Современный зритель может увидеть Вертинского в двух фильмах, в которых он снимался: сыграл кардинала в фильме «Заговор обреченных» и генерала в фильме «Анна на шее». Сыграл он обе эти роли великолепно. Но актерские его возможностях в них были использованы процентов на пять, не больше. Взяли его на эти роли главным образом потому, что искали подходящий типаж. Таких людей («с раньшего времени», как говорил Паниковский) в то время оставалось не так уж много.
Да, можно, конечно, сказать, что Вертинский был и актер, и поэт, и композитор. Прямой неправды в этих определениях не будет. Но на самом деле он – больше, чем поэт. И – больше, чем композитор. И, уж конечно, больше, чем актер. Он – Александр Вертинский. И этим все сказано.

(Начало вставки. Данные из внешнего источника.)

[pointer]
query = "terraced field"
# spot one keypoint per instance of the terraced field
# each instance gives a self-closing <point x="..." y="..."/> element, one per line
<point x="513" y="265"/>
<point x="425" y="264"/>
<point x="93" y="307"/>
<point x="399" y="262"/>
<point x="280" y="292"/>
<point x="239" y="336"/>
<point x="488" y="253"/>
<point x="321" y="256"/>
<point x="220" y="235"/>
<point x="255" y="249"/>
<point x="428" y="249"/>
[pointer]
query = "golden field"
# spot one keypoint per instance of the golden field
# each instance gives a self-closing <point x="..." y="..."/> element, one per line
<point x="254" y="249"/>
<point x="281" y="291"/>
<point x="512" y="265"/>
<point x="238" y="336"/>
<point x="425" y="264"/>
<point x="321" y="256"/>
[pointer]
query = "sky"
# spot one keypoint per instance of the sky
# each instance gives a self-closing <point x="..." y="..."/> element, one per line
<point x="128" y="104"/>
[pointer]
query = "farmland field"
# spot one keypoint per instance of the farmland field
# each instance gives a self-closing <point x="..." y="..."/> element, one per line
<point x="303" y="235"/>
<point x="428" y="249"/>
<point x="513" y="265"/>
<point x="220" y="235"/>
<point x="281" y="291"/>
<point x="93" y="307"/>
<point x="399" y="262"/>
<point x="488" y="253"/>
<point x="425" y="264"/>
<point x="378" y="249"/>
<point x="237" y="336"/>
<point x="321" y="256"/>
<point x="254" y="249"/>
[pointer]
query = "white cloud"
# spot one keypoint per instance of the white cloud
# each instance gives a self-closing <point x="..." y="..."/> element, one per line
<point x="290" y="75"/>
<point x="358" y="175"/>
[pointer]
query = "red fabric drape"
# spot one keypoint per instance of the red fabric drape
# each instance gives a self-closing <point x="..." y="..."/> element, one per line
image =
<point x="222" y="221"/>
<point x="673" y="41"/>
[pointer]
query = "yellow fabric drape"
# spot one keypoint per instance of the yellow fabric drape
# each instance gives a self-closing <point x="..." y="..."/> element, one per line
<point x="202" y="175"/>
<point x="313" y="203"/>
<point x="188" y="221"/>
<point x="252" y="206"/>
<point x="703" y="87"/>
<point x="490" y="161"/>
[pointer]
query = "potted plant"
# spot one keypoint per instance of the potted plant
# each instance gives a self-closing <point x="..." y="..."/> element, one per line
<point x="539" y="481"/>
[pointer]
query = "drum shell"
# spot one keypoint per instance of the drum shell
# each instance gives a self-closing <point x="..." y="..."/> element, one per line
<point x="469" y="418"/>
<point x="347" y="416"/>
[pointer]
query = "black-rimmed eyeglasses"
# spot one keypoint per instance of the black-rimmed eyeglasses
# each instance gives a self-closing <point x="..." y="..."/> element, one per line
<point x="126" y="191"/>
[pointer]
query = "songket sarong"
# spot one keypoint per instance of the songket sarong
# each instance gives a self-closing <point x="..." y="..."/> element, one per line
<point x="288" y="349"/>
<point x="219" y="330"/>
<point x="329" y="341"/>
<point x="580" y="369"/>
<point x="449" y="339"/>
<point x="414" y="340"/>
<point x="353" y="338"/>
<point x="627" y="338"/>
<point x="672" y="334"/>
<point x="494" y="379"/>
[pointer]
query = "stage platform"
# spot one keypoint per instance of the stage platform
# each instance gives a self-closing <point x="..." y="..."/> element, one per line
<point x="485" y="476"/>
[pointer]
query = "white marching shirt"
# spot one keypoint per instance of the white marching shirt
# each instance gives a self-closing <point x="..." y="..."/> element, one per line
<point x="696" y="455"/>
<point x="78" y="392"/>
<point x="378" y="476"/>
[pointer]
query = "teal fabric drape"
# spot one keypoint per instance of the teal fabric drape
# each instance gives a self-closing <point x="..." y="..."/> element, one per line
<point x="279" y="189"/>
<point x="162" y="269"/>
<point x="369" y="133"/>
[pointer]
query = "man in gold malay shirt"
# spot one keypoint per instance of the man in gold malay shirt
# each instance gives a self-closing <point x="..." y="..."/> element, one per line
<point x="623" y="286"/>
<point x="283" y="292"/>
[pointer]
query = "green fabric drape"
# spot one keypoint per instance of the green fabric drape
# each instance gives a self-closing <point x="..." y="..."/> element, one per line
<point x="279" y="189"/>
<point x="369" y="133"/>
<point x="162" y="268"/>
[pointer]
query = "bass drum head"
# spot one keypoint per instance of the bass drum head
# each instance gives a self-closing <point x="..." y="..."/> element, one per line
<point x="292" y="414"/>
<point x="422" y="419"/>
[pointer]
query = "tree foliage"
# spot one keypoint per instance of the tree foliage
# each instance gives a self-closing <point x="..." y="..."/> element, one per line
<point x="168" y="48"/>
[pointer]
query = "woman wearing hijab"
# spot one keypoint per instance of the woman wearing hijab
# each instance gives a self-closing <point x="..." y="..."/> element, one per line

Первую – и, кажется, единственную – попытку увидеть творчество Вертинского в его цельности сделал в начале 1960-х замечательный, к несчастью, рано погибший (в авиационной катастрофе) искусствовед М. Иофьев. Свою – очень краткую, но необыкновенно емкую – статью о Вертинском он начал так:
Существуют привязанности, которых мы себе не прощаем. Такой любовью окружено творчество Вертинского. В качестве самооправдания его поклонники ссылаются на два обстоятельства. «Вертинский – великолепный актер» – это очевидно, причем великолепен он только как актер. И еще: «Вертинский выше своего репертуара» – это тоже правда, но необходимо помнить, что ничего другого он исполнять не мог.
Далее следовал вывод:
Двойственное отношение к нему понятно, но оно не обязательно.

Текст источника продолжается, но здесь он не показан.